Zé Pedro Taques deve agir para punir rápida e exemplarmente meliantes que usaram e abusaram de grampos ilegais em MT

Zaque, Taques e os grampos

POR ENOCK CAVALCANTI

 

Meus amigos, meus inimigos: estamos todos atolados no lodaçal dos grampos ilegais. O que mais interessa, nesse momento, senão saber quem foram os aloprados que montaram esta trama sinistra, à sombra da Polícia Militar e do Governo de Mato Grosso?

O supremo pacto de convivência entre todos nós é a Lei. O que acontece quando se percebe que não só os assaltantes e os traficantes de droga são aqueles que confrontam ousadamente a Legislação? O que acontece quando aparece uma suspeita de que criminosos estariam agindo também sob o manto do Poder Executivo Estadual?

É evidente que, alertado para o crime, o governador Zé Pedro Taques deve agir para punir rápida e exemplarmente esses meliantes que usaram e abusaram de grampos ilegais, impostos pela Justiça sob falsa alegação, justamente para espionarem autoridades públicas, advogados, jornalistas, servidores e, notadamente, militantes na Oposição.

O promotor Mauro Zaque diz que alertou o governador, no já longínquo ano de 2015, sobre a prática criminosa. Zé Pedro teria pedido um tempo para agir. O problema teria sido repassado pelo governante e pelo seu secretário José Arlindo ao Ministério Público. Só que o tempo passou e como não se falava em apuração nenhuma, Zaque diz que resolveu apelar, então, para o MPF.

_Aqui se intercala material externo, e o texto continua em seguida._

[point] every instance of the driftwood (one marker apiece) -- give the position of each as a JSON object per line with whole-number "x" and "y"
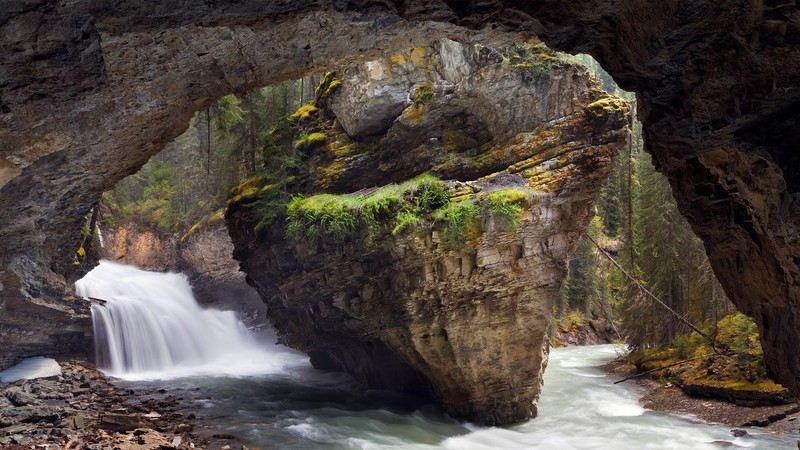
{"x": 654, "y": 370}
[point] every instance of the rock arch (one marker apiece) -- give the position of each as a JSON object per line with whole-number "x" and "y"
{"x": 89, "y": 92}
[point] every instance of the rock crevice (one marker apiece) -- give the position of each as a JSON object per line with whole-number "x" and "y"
{"x": 407, "y": 308}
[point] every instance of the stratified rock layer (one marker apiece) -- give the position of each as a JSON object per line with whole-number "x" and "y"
{"x": 409, "y": 311}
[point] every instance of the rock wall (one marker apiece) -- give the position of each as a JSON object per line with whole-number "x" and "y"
{"x": 88, "y": 92}
{"x": 405, "y": 310}
{"x": 205, "y": 257}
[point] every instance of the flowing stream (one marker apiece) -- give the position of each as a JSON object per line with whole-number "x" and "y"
{"x": 155, "y": 336}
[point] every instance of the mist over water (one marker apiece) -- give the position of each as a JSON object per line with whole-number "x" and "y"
{"x": 151, "y": 328}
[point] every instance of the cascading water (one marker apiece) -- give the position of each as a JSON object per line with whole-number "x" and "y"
{"x": 152, "y": 327}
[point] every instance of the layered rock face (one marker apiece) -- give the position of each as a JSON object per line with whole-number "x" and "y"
{"x": 205, "y": 256}
{"x": 88, "y": 93}
{"x": 406, "y": 309}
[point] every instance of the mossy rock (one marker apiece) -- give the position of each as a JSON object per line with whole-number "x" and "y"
{"x": 421, "y": 93}
{"x": 310, "y": 141}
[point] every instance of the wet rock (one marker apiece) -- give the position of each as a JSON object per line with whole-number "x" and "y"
{"x": 119, "y": 422}
{"x": 19, "y": 397}
{"x": 410, "y": 311}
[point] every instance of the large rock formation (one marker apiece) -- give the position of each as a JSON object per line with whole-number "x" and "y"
{"x": 406, "y": 308}
{"x": 88, "y": 91}
{"x": 203, "y": 255}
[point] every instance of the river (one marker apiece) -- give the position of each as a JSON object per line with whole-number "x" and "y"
{"x": 271, "y": 397}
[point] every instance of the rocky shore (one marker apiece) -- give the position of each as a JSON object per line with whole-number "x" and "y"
{"x": 668, "y": 398}
{"x": 81, "y": 409}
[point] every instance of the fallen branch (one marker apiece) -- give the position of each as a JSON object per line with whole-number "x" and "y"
{"x": 654, "y": 370}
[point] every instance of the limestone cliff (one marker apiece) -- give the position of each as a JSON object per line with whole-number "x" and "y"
{"x": 89, "y": 91}
{"x": 403, "y": 304}
{"x": 205, "y": 256}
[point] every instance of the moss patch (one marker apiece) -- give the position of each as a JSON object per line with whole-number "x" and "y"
{"x": 305, "y": 112}
{"x": 421, "y": 93}
{"x": 338, "y": 218}
{"x": 508, "y": 203}
{"x": 310, "y": 141}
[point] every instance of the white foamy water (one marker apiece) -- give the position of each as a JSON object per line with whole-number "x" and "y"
{"x": 151, "y": 327}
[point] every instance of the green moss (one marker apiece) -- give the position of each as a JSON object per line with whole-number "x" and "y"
{"x": 246, "y": 191}
{"x": 508, "y": 203}
{"x": 207, "y": 221}
{"x": 310, "y": 219}
{"x": 421, "y": 93}
{"x": 338, "y": 218}
{"x": 327, "y": 86}
{"x": 305, "y": 112}
{"x": 457, "y": 218}
{"x": 406, "y": 220}
{"x": 415, "y": 113}
{"x": 735, "y": 364}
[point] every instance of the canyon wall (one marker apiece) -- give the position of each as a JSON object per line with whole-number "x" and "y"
{"x": 89, "y": 91}
{"x": 396, "y": 302}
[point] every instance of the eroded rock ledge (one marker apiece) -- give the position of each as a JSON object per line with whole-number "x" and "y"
{"x": 88, "y": 92}
{"x": 405, "y": 308}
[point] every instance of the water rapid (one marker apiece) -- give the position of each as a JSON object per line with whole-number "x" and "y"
{"x": 150, "y": 326}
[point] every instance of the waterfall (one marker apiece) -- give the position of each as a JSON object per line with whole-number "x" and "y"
{"x": 151, "y": 326}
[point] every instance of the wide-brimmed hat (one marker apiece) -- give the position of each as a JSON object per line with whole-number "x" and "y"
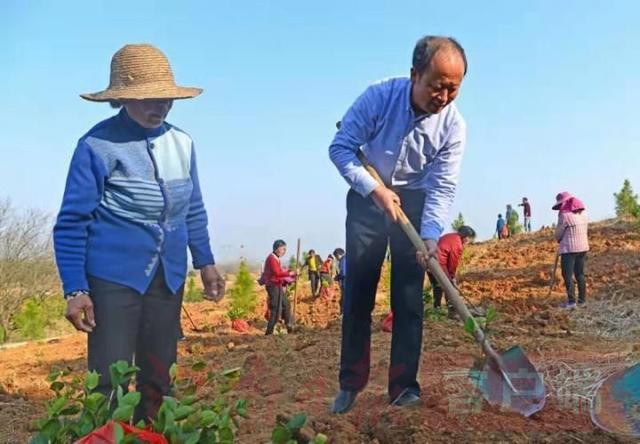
{"x": 141, "y": 72}
{"x": 565, "y": 201}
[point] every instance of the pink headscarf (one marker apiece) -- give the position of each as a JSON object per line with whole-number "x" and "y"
{"x": 567, "y": 203}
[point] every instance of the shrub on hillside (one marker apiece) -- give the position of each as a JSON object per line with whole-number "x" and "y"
{"x": 627, "y": 202}
{"x": 243, "y": 300}
{"x": 37, "y": 315}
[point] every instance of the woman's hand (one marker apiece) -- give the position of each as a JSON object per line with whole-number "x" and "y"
{"x": 80, "y": 313}
{"x": 214, "y": 283}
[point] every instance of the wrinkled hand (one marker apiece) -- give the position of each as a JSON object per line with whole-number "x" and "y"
{"x": 432, "y": 251}
{"x": 80, "y": 313}
{"x": 214, "y": 283}
{"x": 386, "y": 200}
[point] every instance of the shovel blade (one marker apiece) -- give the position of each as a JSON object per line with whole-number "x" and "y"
{"x": 530, "y": 394}
{"x": 616, "y": 406}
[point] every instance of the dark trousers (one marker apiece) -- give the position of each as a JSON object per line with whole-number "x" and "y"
{"x": 136, "y": 327}
{"x": 369, "y": 232}
{"x": 437, "y": 291}
{"x": 572, "y": 264}
{"x": 314, "y": 278}
{"x": 278, "y": 305}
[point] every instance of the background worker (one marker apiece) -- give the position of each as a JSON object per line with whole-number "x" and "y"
{"x": 451, "y": 247}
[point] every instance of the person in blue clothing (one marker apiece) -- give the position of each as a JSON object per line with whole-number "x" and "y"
{"x": 414, "y": 136}
{"x": 131, "y": 207}
{"x": 500, "y": 227}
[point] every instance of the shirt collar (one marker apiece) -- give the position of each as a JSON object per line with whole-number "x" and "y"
{"x": 137, "y": 129}
{"x": 408, "y": 107}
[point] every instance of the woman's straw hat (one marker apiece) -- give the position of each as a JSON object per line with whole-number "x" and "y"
{"x": 141, "y": 72}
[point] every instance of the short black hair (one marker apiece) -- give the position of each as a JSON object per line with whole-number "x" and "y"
{"x": 428, "y": 46}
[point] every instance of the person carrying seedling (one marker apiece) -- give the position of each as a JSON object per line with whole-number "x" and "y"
{"x": 526, "y": 212}
{"x": 414, "y": 137}
{"x": 131, "y": 207}
{"x": 312, "y": 264}
{"x": 275, "y": 279}
{"x": 501, "y": 228}
{"x": 572, "y": 236}
{"x": 451, "y": 247}
{"x": 326, "y": 278}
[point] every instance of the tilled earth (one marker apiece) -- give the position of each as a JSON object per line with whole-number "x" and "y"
{"x": 288, "y": 374}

O Governo do Estado dá a entender que existe uma situação de confronto entre os atuais governantes e o ex-secretário de Segurança Pública. Mauro Zaque foi chamado de fraudador pelo governador, diante de um bando de jornalistas, por causa de um protocolo de documento pretensamente duplicado junto à Casa Civil. Mas o protocolo, diz Zaque, é questão menos importante, acessória. O fundamental é saber quem é que corrompeu as investigações policiais do atual governo dentro da “barriga de aluguel” que teve um aval do Judiciário que o desembargador Ruy Ramos diz que foi resultado de uma indução ao erro.

O que a sociedade mato-grossense reclama, como já sintetizou o advogado Sebastião Carlos, é saber: 1) Se não foi Zé Pedro ou Paulo Taques, que autoridade solicitou esses grampos? 2) Que juiz deu a autorização? 3) Qual o propósito das escutas dos nomes incluídos na “barriga de aluguel”? 4) Quais pessoas ou órgãos tiveram delas conhecimento e receberam degravações? Elas chegaram ao gabinete do governador? 5) Qual o período abrangido? 6) Quantas e quais pessoas foram interceptadas? 7) Por que o Gaeco que, como se anuncia, havia sido comunicado pelo governador e pelo José Arlindo, não deu prosseguimento, em 2015, à investigação e ao encaminhamento das possíveis punições? 8) Que outras autoridades tiveram conhecimento dessa prática nefanda? 9) Sabendo-se que a ilegalidade era já conhecida desde 2015, porque somente agora foi revelada? Respondidas estas questões, que venham as punições, de forma implacável, no rigor da Lei.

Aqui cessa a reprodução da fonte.